Friday, February 03, 2006

"A Farewell to Arms" (Part I)

[I just finished reading this short novel by Hemingway, so here's my review of it.]

Hemingway is very good at creating a kind of naturalistic tale that I don't care for at all. Even so, I find myself being drawn back into his stories, more as a writer than as a reader. The artist in me gets curious. I realize after reading a story that I don't remember how the characters spoke or how they looked. For that matter, I don't remember ever feeling the need to know more about them, yet I clearly remember the events that happened in their lives.

So why do I keep reading a story in which I don't really know the characters—or is it that I know more about them than I realize? These are questions I would like to answer, because then maybe I could stop reading Hemingway and be satisfied.

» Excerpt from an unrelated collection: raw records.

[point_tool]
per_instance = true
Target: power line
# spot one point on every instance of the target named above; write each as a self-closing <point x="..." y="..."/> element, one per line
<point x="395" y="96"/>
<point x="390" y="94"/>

I think it's partly the male in me that draws me back to Hemingway, since his stories have an unusually masculine—and also intellectual—style and mythos about them. They're like reading a much smarter Zane Grey. Lines are drawn sparsely—little more than thin, gray sketch marks—yet a single strike may carry all the drama of a gunshot. Where Zane Grey may have a gun battle raging in every other chapter, first when a furious bear attacks, then Indians, then more Indians, then a corrupt sheriff, and so on, Hemingway may save that single gunshot until it carries the weight of everything, like spiritual death, loss, tragedy, alienation, hopelessness, and destitution—always destitution.

The masculinity of the story may also explain why I don't really see the intimate details of Hemingway's characters. A lot of men—especially the most outwardly masculine ones—tend to deal with each other at arm's length, taking what they need and nothing more, and not dwelling too long on “inconsequentials”. (Personally, I think this is caused more by mind-body disintegration than by the nature of masculinity, but that's a topic for a different discussion.) In any case, all of Hemingway's characters are rendered in this fashion. You know about them only by the way they flick their cigarette or cast their reel.

[Spoilers Follow]

A Farewell to Arms doesn't really have a plot in the proper sense, meaning a purposeful progression of events. The story consists mainly of plodding reactions, not purposeful pro-action. The question is decidedly not: what is Lieutenant Henry’s goal and how will he achieve it despite the war? Rather, the question is: Will Henry emerge from the challenge of war intact, slightly altered, nearly destroyed, or not at all? In other words: What will the war do to Henry?

He is “caught up in” turmoil, but he does not create the turmoil; it creates him. Nature and cruel fates always act upon him, and always he must react. I just don't see how a good plot could ever come from such a victim-centered viewpoint.

In college Literature courses, this book is often presented as a propaganda story against war. But if this were true, one would expect the war to be shown as the cause of Henry's troubles, even if only the ultimate cause. In fact, it doesn't matter that Henry is caught up in a war. He could be entangled in just about any series of unfortunate events, say a revolution or a volcanic eruption, because the war itself is rarely mentioned. Even his decision to join the war was an afterthought, like a young man deciding between buying this car or buying that one.

I think there's a much deeper battle going on in this story, something more frightening than what you'd find in the more colloquial and homey naturalism of, say, a Sinclair Lewis or F. Scott Fitzgerald. Hemingway puts Henry in the worst of circumstances—any circumstance will do—and then makes him do nothing except wait, sometimes lie, and finally run away. Henry rarely acts except to save himself, never pro-actively to gain or keep his values. And this is why I don't think Hemingway cared nearly as much about the war as he did about his own tortured psychological state.

So, naturally, Henry had to lose his wife and child—that is, his highest values. It would be wrong to say that he also lost his self, because he never attained it nor even thought of pursuing it. Perhaps this is where Hemingway inadvertently confesses his own view of mankind's place in this universe—not as initiator, but as pawn—and worse, pawn of a mean and angry universe. No wonder Hemingway was an alcoholic.